We had kept in touch, of course, Paula and I, messaging each other and even talking on the phone from time to time. Ashley and I had kept to the south for our year and a day. We had been as far south as Naples, Florida from which we had taken an overnight trip to Key West, gotten falling down, puke-on-your-shoes drunk, and made love on a sand beach, something I do NOT recommend. Sand gets in the damnedest places.
We didn't get much farther north than Asheville, North Carolina where we decided we preferred the Gulf of Mexico beaches to the Atlantic Ocean.
We spent a few days in Nashville and Memphis in Tennessee (where the guitar players were so good I damn near went back to the trailer and burned my beloved Telecaster after hearing what truly good music sounded like). We explored the Bayou country of Mississippi where the Cajuns still seemed to live in the 19th, or maybe the 18th century, where they talked of
gris gris
bags and Voodoo in the present tense.
Arkansas had been boring but Oklahoma, another place that seemed to be stuck in the 19th century where anyone who had played for the Oklahoma Sooners was still a god to most, had been the home of some of the wildest sex I encountered in our year and a day.

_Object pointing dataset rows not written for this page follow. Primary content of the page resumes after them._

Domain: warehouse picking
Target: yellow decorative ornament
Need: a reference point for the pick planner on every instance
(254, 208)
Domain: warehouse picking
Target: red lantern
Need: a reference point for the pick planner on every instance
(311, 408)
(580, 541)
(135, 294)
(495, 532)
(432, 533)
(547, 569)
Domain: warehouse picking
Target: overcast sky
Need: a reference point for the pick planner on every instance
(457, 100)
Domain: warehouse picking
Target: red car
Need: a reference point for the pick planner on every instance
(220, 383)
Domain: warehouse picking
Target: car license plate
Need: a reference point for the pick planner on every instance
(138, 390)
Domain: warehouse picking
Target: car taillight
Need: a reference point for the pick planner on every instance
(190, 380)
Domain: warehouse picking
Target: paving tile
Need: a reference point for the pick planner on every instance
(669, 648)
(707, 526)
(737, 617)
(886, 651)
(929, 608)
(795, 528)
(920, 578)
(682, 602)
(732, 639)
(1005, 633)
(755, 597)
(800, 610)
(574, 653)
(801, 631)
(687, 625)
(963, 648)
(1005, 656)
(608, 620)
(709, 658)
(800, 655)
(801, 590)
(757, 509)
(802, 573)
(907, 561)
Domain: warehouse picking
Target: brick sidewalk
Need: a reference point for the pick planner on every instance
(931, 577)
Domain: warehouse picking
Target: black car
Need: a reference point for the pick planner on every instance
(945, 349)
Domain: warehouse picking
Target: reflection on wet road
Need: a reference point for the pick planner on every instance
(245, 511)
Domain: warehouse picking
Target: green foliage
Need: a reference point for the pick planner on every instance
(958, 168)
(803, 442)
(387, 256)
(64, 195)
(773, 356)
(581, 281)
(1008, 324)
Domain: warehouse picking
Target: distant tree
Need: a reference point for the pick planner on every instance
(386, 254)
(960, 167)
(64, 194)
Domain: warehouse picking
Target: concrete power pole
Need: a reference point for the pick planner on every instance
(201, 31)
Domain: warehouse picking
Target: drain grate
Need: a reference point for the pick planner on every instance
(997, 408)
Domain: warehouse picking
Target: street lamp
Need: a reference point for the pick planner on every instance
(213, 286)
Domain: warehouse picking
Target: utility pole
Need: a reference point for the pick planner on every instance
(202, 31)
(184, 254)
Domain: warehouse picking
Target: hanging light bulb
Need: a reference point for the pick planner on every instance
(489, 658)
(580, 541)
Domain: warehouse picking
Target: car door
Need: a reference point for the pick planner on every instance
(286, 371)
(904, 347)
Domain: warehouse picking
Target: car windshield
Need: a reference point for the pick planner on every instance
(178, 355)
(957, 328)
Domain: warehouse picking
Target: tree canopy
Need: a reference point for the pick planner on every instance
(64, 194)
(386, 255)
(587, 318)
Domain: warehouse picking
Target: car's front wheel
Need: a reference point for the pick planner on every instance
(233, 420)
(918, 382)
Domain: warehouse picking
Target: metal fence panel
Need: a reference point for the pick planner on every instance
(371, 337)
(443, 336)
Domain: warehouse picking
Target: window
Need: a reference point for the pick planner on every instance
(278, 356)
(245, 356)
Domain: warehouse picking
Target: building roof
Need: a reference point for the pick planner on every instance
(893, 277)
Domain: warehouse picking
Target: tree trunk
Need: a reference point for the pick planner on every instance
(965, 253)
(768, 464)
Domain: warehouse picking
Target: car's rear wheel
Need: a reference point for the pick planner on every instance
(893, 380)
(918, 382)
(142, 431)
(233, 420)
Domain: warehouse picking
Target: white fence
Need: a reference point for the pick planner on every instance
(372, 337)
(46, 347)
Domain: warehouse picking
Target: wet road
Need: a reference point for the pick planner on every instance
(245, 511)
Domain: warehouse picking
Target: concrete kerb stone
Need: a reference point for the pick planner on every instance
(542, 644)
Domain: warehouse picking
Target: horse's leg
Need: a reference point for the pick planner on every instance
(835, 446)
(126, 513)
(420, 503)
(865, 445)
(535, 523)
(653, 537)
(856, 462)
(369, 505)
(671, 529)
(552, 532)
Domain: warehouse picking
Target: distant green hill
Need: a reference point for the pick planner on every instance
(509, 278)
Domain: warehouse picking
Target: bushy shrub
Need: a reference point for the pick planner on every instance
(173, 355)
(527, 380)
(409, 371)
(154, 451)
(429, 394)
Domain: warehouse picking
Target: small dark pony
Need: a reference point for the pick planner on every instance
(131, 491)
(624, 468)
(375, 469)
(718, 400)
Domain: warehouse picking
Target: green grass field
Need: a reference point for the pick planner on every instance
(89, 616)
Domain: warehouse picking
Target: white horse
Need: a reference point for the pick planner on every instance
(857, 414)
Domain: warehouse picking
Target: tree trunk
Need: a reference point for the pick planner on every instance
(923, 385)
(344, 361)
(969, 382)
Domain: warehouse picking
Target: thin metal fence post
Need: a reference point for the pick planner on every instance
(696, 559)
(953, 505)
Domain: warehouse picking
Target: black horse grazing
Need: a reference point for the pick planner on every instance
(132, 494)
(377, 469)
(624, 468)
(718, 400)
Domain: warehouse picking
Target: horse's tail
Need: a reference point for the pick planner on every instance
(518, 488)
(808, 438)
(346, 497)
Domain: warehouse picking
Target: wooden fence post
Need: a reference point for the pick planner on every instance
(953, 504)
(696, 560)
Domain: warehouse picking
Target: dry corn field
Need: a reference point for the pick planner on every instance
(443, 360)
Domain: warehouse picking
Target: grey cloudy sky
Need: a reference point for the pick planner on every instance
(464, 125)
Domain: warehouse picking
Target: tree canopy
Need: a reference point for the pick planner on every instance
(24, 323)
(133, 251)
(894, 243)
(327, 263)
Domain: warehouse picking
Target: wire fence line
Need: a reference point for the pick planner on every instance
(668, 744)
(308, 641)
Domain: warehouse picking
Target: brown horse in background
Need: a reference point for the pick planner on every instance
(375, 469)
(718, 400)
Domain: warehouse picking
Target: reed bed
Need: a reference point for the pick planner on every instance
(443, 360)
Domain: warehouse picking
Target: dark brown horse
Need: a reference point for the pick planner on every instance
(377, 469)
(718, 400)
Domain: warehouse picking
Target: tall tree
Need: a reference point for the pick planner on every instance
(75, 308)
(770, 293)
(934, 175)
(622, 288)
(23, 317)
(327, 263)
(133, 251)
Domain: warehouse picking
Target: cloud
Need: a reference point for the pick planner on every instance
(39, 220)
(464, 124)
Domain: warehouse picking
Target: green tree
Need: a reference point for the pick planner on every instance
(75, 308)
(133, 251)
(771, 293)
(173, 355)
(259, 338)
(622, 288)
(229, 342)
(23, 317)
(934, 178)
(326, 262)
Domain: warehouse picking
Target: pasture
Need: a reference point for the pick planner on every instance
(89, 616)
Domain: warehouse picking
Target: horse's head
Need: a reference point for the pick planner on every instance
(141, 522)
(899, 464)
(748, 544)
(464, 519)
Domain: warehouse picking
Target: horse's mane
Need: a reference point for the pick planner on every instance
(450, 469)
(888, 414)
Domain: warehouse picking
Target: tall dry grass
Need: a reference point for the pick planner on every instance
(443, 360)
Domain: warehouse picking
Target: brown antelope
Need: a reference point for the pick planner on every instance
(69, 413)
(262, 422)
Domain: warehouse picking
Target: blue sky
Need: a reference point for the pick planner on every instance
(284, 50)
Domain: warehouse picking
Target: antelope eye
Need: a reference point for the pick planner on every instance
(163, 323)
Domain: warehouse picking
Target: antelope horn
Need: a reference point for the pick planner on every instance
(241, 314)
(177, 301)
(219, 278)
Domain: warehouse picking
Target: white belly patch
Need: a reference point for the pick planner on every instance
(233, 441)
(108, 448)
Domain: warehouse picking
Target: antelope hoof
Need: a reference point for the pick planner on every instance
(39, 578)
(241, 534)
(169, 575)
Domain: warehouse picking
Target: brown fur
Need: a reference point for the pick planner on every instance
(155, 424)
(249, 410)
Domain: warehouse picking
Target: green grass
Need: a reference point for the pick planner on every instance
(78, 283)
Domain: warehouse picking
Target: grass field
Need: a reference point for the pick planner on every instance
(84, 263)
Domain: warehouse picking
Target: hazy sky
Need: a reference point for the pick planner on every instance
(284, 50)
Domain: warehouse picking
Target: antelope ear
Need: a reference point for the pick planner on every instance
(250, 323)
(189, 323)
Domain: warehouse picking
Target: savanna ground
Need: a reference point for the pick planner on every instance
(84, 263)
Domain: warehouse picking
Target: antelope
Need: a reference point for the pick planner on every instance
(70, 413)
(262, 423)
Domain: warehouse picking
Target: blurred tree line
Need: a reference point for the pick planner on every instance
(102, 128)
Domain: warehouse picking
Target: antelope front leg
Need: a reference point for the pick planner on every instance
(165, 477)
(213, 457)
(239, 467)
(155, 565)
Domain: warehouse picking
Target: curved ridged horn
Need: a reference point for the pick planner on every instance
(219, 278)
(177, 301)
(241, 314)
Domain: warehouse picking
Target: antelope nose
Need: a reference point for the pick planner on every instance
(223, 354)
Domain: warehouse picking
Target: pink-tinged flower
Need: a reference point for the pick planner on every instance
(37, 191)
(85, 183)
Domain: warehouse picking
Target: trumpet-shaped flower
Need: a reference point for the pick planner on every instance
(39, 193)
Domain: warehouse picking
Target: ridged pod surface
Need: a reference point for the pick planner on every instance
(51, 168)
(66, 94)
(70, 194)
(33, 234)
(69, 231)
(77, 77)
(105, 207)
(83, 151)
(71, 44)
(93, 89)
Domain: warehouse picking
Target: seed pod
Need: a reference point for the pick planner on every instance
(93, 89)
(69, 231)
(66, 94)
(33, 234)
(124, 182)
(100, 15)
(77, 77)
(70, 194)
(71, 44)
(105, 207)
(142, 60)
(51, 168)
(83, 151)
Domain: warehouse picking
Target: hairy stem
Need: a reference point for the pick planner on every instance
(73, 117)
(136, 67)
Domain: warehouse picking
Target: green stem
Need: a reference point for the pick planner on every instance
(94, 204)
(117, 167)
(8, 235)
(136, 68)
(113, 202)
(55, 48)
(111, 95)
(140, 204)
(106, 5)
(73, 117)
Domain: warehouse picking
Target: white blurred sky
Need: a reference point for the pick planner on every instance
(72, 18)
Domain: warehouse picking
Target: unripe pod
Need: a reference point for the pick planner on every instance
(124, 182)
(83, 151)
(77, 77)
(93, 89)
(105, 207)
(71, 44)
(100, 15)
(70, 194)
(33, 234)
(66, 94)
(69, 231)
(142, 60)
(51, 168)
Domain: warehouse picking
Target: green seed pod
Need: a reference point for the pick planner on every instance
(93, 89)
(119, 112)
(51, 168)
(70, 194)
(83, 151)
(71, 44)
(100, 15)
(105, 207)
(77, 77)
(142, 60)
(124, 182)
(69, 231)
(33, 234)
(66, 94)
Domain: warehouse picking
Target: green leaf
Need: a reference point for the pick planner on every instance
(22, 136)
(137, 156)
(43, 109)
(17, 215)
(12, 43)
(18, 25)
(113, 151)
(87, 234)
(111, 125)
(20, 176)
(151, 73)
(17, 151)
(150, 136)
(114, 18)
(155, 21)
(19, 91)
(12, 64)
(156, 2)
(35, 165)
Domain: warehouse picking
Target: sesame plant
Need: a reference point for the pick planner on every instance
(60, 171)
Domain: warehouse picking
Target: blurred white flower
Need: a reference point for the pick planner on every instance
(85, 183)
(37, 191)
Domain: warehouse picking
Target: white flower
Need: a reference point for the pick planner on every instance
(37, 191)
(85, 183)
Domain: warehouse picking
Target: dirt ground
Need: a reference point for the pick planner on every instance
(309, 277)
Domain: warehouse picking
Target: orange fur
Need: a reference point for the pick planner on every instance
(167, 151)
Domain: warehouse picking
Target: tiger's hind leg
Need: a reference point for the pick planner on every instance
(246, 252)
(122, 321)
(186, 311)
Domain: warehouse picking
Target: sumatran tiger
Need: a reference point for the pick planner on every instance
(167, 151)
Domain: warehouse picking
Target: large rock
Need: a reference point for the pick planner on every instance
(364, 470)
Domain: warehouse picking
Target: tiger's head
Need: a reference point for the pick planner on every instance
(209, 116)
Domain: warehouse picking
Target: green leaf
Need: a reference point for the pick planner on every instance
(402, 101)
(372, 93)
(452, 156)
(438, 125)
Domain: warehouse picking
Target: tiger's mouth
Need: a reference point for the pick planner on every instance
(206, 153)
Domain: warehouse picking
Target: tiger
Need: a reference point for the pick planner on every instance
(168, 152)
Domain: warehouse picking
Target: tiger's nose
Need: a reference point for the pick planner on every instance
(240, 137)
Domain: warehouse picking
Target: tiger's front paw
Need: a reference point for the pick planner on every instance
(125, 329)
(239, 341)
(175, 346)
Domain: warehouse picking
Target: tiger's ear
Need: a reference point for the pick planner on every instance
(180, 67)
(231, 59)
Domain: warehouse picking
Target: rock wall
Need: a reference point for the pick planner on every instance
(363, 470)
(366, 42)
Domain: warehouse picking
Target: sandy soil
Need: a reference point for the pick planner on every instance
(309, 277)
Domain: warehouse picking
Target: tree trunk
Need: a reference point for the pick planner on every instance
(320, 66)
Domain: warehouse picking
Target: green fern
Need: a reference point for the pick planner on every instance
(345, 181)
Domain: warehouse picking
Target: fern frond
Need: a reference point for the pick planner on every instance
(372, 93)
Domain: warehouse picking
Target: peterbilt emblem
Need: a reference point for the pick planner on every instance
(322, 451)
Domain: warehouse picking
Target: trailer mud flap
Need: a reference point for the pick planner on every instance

Ashley wanted to visit, of all places, Tishomingo where Blake Shelton, her favorite country and western singer (and after nearly a year I was fucking TIRED of C&W music) had a bar called
Ole Red
after one of his hits. While there I spent a delightful night with a skinny granny age appropriate for me, who insisted we go across the state line into Texas and watch a high school football game in a stadium that seated 10,000. She was from Texas originally, with the delightfully Texas-sounding name of LindaSue (that's how she pronounced it, all one word), and had grown up in that culture where football was a religion.
Later, we stopped at an honest-to-God A&W Root Beer Stand (who knew such things still existed), and, while the teenagers were cruising in their cars and pickup trucks she went inside to use the bathroom, and when she came back she made a production of hanging her bra and panties from the rearview mirror to a string of thumbs up from the carload of teenage boys next to us.
"You GO, granny," one of them called, "show us your tits."
She giggled and did that thing only a woman seems to be able to pull off, crossing her arms and peeling the oversize T-shirt that pledged her love for someone named Dak Prescott that she was wearing off in one smooth move.
"Sorry, baby," she called, "just one."
The driver honked his horn and the car erupted with cheers.
When LindaSue turned back to me I saw that her right breast was a nice C cup with a large, dark areola, tight and wrinkled with her excitement, and an even darker nipple pointing straight at me from low on a sagging breast where the pale skin was highlighted with a roadmap of delicate blue veins. Where her left had once been was a delicate scar line.
She had an odd look on her face as she said, "well?"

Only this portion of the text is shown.